Keyboard shortcuts

Press or to navigate between chapters

Press S or / to search in the book

Press ? to show this help

Press Esc to hide this help

Bars problem for RBM training

Source: Hinton, G. E. (2000), “Training products of experts by minimizing contrastive divergence” (Gatsby tech report; Neural Computation 14(8), 2002). The bars task itself is from Foldiak, P. (1990), “Forming sparse representations by local anti-Hebbian learning.”

Demonstrates: the canonical sanity check for RBM / contrastive-divergence training — after CD-1 training, each hidden unit specializes to a single bar.

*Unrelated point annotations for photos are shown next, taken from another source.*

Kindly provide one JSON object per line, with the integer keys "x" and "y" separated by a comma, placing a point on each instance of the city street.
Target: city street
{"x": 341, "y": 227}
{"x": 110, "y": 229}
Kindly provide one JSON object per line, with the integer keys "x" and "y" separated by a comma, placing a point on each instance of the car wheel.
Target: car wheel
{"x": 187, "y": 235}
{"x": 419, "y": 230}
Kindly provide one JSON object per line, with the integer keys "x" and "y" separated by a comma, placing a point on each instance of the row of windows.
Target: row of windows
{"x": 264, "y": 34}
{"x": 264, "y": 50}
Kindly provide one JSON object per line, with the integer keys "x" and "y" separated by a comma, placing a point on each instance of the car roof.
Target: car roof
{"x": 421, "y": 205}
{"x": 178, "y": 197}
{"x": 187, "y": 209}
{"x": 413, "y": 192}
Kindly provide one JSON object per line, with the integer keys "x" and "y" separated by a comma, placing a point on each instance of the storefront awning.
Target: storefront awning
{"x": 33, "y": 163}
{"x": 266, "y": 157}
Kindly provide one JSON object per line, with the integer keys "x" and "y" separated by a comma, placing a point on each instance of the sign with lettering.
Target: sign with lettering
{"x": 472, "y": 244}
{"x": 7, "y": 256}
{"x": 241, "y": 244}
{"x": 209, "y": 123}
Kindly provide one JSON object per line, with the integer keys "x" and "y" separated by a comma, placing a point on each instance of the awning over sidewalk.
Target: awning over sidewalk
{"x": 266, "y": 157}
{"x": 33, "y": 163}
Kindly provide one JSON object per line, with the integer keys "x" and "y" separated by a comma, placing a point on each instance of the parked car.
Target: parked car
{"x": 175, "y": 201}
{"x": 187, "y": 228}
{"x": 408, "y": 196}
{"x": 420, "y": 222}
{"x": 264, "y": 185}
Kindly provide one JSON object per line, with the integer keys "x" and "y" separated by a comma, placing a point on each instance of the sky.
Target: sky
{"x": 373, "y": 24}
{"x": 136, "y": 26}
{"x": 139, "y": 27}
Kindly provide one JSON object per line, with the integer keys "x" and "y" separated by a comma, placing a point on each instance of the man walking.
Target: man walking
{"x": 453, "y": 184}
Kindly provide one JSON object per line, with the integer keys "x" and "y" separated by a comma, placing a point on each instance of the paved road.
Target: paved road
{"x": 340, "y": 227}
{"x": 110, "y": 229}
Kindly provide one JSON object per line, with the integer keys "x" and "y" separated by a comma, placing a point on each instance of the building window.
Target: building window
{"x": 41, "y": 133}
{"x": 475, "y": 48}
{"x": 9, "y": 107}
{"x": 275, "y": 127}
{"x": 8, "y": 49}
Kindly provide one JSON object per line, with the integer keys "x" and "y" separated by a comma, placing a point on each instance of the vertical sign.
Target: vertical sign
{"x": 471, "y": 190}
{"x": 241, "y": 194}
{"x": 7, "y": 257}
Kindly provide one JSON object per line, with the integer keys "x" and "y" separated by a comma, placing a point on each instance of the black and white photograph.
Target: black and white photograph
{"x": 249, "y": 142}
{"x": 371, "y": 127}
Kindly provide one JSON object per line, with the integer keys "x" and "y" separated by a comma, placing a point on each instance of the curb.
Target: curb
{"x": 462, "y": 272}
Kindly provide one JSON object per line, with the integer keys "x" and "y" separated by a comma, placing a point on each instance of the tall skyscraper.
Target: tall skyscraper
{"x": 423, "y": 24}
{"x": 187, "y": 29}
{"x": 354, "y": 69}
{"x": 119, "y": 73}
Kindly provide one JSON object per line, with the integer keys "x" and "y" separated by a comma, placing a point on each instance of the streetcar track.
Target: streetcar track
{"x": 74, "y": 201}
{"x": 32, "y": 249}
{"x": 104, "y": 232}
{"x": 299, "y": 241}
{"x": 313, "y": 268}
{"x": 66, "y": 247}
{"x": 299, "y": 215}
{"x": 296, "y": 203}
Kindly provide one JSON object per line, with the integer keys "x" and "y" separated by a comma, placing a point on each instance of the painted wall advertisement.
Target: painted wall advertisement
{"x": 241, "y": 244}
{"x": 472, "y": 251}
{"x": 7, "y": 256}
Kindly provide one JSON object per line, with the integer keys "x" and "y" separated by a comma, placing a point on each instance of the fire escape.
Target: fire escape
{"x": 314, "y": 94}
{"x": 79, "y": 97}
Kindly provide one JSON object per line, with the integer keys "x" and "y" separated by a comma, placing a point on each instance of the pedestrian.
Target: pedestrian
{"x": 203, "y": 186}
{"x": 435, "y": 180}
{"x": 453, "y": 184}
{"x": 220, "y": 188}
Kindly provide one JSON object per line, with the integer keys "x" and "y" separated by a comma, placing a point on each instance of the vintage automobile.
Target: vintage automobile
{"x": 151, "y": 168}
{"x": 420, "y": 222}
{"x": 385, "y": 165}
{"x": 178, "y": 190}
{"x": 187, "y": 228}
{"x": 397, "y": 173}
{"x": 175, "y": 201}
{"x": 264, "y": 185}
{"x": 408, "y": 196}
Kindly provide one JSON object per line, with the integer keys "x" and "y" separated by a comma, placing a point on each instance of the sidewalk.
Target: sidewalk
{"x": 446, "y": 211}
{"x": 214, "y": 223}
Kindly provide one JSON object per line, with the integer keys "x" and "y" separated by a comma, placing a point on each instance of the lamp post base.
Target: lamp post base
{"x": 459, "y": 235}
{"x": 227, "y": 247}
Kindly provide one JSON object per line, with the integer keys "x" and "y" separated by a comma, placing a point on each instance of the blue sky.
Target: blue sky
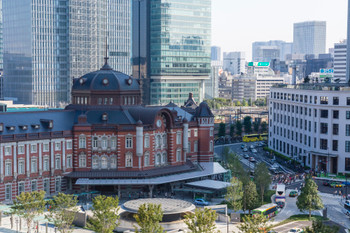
{"x": 238, "y": 23}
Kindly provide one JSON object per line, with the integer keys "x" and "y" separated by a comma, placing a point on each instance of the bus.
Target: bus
{"x": 254, "y": 137}
{"x": 280, "y": 193}
{"x": 268, "y": 210}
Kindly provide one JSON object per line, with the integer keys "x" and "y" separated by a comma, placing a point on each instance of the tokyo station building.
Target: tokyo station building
{"x": 105, "y": 140}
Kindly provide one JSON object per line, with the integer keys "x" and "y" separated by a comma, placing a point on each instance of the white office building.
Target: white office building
{"x": 311, "y": 123}
{"x": 234, "y": 62}
{"x": 340, "y": 61}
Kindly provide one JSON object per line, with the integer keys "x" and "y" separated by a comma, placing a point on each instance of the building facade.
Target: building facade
{"x": 309, "y": 37}
{"x": 105, "y": 141}
{"x": 68, "y": 40}
{"x": 340, "y": 52}
{"x": 176, "y": 59}
{"x": 311, "y": 123}
{"x": 234, "y": 62}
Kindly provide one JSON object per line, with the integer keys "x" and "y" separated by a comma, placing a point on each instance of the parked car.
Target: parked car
{"x": 201, "y": 201}
{"x": 293, "y": 193}
{"x": 295, "y": 230}
{"x": 252, "y": 159}
{"x": 336, "y": 185}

bars-RBM training animation

Problem

  • Visible: 16 binary pixels arranged as a 4×4 image.
  • Hidden: 8 binary feature detectors (canonical setting; one per bar).
  • Connectivity: bipartite RBM (visible ↔ hidden only).
  • Training distribution: each image is generated by independently activating each of 8 single-bar templates (4 horizontal rows + 4 vertical columns) with probability p_bar = 1/8, then taking the logical OR over activated bars to get the pixels. So each image is a superposition of bars.

The interesting property: the data has a clean latent factor structure (8 independent on/off causes), but the visible pixels are tangled by the OR mixture. Backprop on a single image cannot recover the bars, because there is no per-pixel target. The RBM gets the bars from the statistics alone: under CD-1, each hidden unit learns to fire iff one specific bar is present, because that maximizes the model’s likelihood under the bipartite factorization.

The trick is that an over-explanatory hidden code (e.g. one unit that fires for any bar) reconstructs the data poorly — the model needs distinct units for distinct causes. Sparsity in the hidden activations + the bipartite structure together make the per-bar decomposition the natural local optimum.

Files

FilePurpose
bars_rbm.pyBars dataset + BarsRBM + cd1_step() + train() + per_unit_bar_purity() + visualize_filters(). CLI for reproducing the headline run.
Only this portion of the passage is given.